Indeed, Article III of the Constitution clearly states: “The judicial Power of the United States, shall be vested in one supreme Court,” with no restrictions on the court’s purview. Indeed, it says, “The judicial Power shall extend to all Cases, in Law and Equity, arising under this Constitution, the Laws of the United States.”

What’s this business about “unprecedented” if the court should strike down Obamacare? That’s what the court has done in countless cases throughout our history - striking down laws that violate the Constitution - from Marbury v. Madison in 1803 to anti-free speech laws in campaign finance reform.

Maybe Mr. Obama skipped his law class on the day it took up the Supreme Court’s decision in 1936 when it struck down 16 laws in New Deal legislation. At least President Roosevelt had the decency to wait until he had won re-election before attacking the court on that one.

Obviously, the president knows full well that the court under Chief Justice John G. Roberts Jr. has overturned a lot of laws in some major cases.

There was the historic ruling striking down the handgun ban in the District in which the court said the Constitution’s “right to keep and bear arms” means exactly what it says.

There was the deconstruction of much of the McCain-Feingold campaign finance reforms that imposed severely unconstitutional restrictions on political freedom of speech.

And there was the decision in the Citizens United case that corporations were just like people and should be free to contribute money to the candidates of their choice.

That ruling really stirred the president’s ire in his 2010 State of the Union address. In an unprecedented public display of presidential petulance, with the embarrassed robed justices sitting before him, Mr. Obama charged that the court had “reversed a century of law” that would “open the floodgates for special interests” to influence the outcome of political campaigns. Justice Samuel Anthony Alito Jr. could be seen mouthing the words, “Not true.”

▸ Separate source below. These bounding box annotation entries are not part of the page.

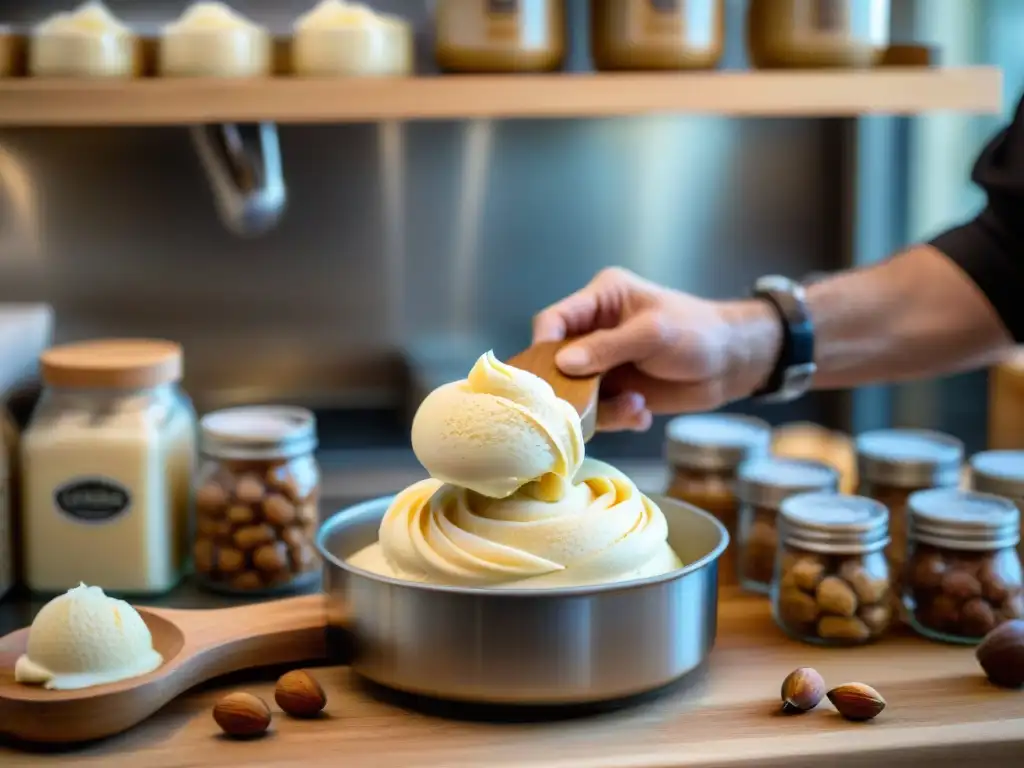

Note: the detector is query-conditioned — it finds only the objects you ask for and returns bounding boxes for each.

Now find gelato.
[14,584,164,690]
[348,353,682,589]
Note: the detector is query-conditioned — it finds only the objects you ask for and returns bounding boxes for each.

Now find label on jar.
[53,477,131,522]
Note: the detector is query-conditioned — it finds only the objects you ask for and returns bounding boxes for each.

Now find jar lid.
[971,451,1024,504]
[856,429,964,488]
[906,488,1021,551]
[39,339,182,389]
[200,406,316,460]
[665,414,771,471]
[778,493,889,555]
[736,457,839,510]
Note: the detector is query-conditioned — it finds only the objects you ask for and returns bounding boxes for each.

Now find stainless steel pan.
[317,497,729,705]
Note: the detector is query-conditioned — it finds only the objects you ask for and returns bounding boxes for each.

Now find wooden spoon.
[0,595,327,743]
[508,341,601,441]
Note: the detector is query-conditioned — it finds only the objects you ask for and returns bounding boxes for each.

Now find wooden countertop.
[0,596,1024,768]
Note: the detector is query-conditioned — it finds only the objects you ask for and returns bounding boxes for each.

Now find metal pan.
[317,497,729,705]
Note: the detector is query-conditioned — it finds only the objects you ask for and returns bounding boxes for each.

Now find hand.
[534,267,781,431]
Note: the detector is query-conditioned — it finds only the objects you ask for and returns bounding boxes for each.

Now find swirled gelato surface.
[348,353,682,589]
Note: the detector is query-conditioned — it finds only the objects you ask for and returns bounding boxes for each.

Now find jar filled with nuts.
[736,457,839,595]
[666,414,771,584]
[903,488,1024,644]
[971,451,1024,560]
[194,406,319,594]
[772,494,894,645]
[856,429,964,597]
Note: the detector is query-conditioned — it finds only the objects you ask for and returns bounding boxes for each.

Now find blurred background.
[0,0,1024,496]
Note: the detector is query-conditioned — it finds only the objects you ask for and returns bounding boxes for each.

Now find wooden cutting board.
[0,597,1024,768]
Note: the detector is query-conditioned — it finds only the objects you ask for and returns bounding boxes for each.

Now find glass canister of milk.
[22,339,197,595]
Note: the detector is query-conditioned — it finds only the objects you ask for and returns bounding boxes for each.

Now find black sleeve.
[930,91,1024,343]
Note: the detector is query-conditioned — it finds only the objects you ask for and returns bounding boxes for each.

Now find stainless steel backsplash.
[0,0,845,450]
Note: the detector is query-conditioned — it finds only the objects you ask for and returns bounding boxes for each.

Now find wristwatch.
[753,274,817,402]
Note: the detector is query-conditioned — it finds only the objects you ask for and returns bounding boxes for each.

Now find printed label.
[53,477,131,522]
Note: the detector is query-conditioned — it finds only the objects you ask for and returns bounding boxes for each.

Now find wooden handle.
[145,594,327,678]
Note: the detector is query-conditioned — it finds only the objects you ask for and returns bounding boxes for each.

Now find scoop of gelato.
[413,352,584,501]
[14,584,164,690]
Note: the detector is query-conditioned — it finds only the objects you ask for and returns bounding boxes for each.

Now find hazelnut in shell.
[213,692,270,738]
[975,620,1024,688]
[273,670,327,718]
[782,667,825,715]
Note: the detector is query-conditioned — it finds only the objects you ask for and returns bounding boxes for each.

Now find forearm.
[808,246,1011,389]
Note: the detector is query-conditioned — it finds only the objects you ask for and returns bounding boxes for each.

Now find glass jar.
[971,451,1024,560]
[591,0,725,71]
[746,0,890,69]
[665,414,771,585]
[22,339,196,595]
[856,429,964,595]
[0,402,17,598]
[193,406,321,594]
[903,488,1024,644]
[434,0,565,73]
[736,457,839,595]
[771,494,895,645]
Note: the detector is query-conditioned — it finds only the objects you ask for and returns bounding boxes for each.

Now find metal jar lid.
[907,488,1021,552]
[200,406,316,461]
[778,493,889,555]
[665,414,771,472]
[856,429,964,488]
[736,457,839,510]
[971,451,1024,505]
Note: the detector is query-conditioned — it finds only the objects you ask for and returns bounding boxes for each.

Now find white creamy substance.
[29,2,138,78]
[160,2,271,78]
[22,392,196,594]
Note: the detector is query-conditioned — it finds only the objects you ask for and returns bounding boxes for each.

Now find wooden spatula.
[508,341,601,440]
[0,595,327,743]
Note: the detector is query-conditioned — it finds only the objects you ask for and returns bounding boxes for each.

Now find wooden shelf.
[0,67,1002,126]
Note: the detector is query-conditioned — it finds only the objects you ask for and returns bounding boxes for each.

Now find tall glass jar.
[434,0,565,73]
[856,429,964,595]
[903,488,1024,644]
[591,0,725,70]
[736,457,839,595]
[22,340,196,595]
[772,494,894,645]
[193,406,321,594]
[665,414,771,585]
[971,451,1024,560]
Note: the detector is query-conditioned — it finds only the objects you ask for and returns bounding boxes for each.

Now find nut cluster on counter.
[772,494,893,645]
[194,407,319,592]
[904,488,1024,643]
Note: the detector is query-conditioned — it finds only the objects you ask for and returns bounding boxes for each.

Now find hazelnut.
[818,616,871,641]
[839,560,889,603]
[273,670,327,718]
[263,494,295,527]
[815,577,857,616]
[827,683,886,722]
[234,522,275,550]
[213,693,270,738]
[193,539,217,573]
[231,570,263,592]
[910,552,946,592]
[782,667,825,714]
[942,567,981,602]
[975,620,1024,688]
[217,547,246,573]
[778,590,818,626]
[253,542,288,573]
[227,504,256,525]
[961,597,996,637]
[234,474,266,504]
[791,556,825,592]
[196,482,228,517]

Mr. Obama’s feigned outrage didn’t last long. His campaign set up a super PAC to accept business contributions from Wall Street and the like that his fundraising handlers hope will push his total contributions to the $1 billion mark.

Still, Mr. Obama’s outburst, months before the court will hand down its health care ruling, was a rarity in presidential posturing.

“Though past presidents have occasionally inveighed against judicial activism, legal analysts and historians said it was difficult to find a historical parallel to match Mr. Obama’s willingness to directly confront the court,” The Washington Post reported Tuesday.

This was a performance dripping with politics, and Mr. Obama was preaching to the choir to energize his party’s base at a time when polls show voters aren’t very enthused about their choices in this election.

The nearly $2 trillion health care law is widely unpopular, especially the mandate that forces uninsured Americans to buy health insurance they do not want or cannot afford.

Mr. Obama says he expects the court will uphold the law, and the White House says there is no “Plan B.” They had better get one soon, because this mandate is going down.

Donald Lambro is a syndicated columnist and former chief political correspondent for The Washington Times.